Background Anti-TNF therapy has been a successful treatment strategy for rheumatoid arthritis disease, but is associated with reduced resistance to infection. Recently, active anti-TNF immunotherapy has shown its promising efficiency in a pilot phase IIA clinical trial. In mice, TNF is essential to control Listeria monocytogenes. We aimed at better defining the infectious risk/benefit ratio of TNF-a neutralisation of active immunotherapy strategy. For this purpose, we developed a vaccine (mTNF-K) targeting murine TNF-a by coupling the cytokine to the carrier protein keyhole limpet hemocyanin (KLH). We reported mTNF-K attenuated collagen-induced arthritis (CIA) to same extent as etanercept.

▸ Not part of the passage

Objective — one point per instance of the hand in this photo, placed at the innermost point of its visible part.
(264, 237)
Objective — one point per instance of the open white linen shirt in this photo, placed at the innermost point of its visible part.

Objectives Here we evaluated the safety of TNF-a blockade induced by the vaccine in Listeria infection model.
Materials and methods 4 groups of 10 C57Bl/6 mice were used and compared with a murine TNF KO group (same background). Wild type mice were treated either by mTNF-K, etanercept, KLH or PBS. Vaccines were emulsified in CFA (day 0) or IFA (days 13, 27 and 40) before injections. All groups were infected at day 44 by 104 cfu of Listeria monocytogenes (LO28 strain). Mice groups were divided in two arms: one was euthanized 4 days post-infection, and the bacterial burden was evaluated in the spleen and the liver; survival of the lasting mice was evaluated until day 11. Blood sampling was conducted at day 34 and 47 in order to evaluate anti-TNF-a antibody production.
Results A sustained anti-TNF-a antibody production was obtained in mTNF-K vaccinated mice. At day 4 post-infection, mTNF-K and non-targeted-TNF-a treatments groups (KLH, PBS) presented lower bacterial burden in liver and spleen than TNF KO and etanercept groups. At day 11, all mice of PBS and mTNF-K groups survived to infection. Large lesions in livers were observed only within TNF KO and etanercept groups.
Conclusions Active immunotherapy with mTNF-K vaccine seems to preserve adequate host immunity against Listeria infection in this model.